President Lee Myung-bak yesterday proposed that the two Koreas establish liaison offices in Seoul and Pyongyang. U.S. Secretary of State Condoleezza Rice indicated that some sanctions on the North could be lifted before Pyongyang’s declaration of its nuclear programs is verified. That shows how determined Washington is to speed up the progress in resolving the nuclear crisis.
Lee’s proposal also shows he wants to improve inter-Korean relations, which are now entering a new phase along with the relationship between South Korea and the United States.
There is no chance that North Korea will accept Lee’s proposal. North Korea has already chosen the strategy of talking only to the United States.
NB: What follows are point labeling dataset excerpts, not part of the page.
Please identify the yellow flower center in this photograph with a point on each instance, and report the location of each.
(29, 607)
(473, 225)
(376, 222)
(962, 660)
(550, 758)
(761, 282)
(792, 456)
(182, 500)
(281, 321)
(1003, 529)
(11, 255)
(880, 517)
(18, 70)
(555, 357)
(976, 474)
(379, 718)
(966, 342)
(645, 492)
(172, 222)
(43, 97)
While it allowed the U.S. national anthem be played in its country, it did not allow the playing of the South Korean anthem.
After making a series of threats toward the South, including the launch of a missile, the North is now criticizing Lee, even calling him a “traitor.”
The Bush administration is showing unprecedented flexibility in its nuclear negotiations with the North. It is no wonder that Pyongyang has high hopes for its strategy of only talking to the United States. Tension between the two Koreas is expected to escalate for some time, while the frozen U.S.-North Korea relations will likely continue to thaw.
South Korea needs to accept that situation. As long as South Korea maintains its strong alliance with the United States, the deadlock in the inter-Korean relations is understandable.
And yet, the most desirable condition on the Korean Peninsula is the simultaneous improvements of inter-Korean and U.S.-North Korea relations. To this end, the U.S. role in the future is critical.
As soon as Lee took office, the United States began to put a stronger emphasis on the importance of its alliance with South Korea. Rice said there is no better ally.
Taking this opportunity, Seoul must not yield to Pyongyang for unconditional reconciliation. The Lee administration must tell North Korea clearly that the road from Pyongyang to Washington must go through Seoul.
It remains to be seen whether Washington will support such a stance. Shortly after the 1994 Geneva Agreed Framework was signed, Washington put all its efforts into improving its ties with Pyongyang, even disturbing its relations with Seoul. It is time for such deep wisdom and farsighted instead from the Lee administration.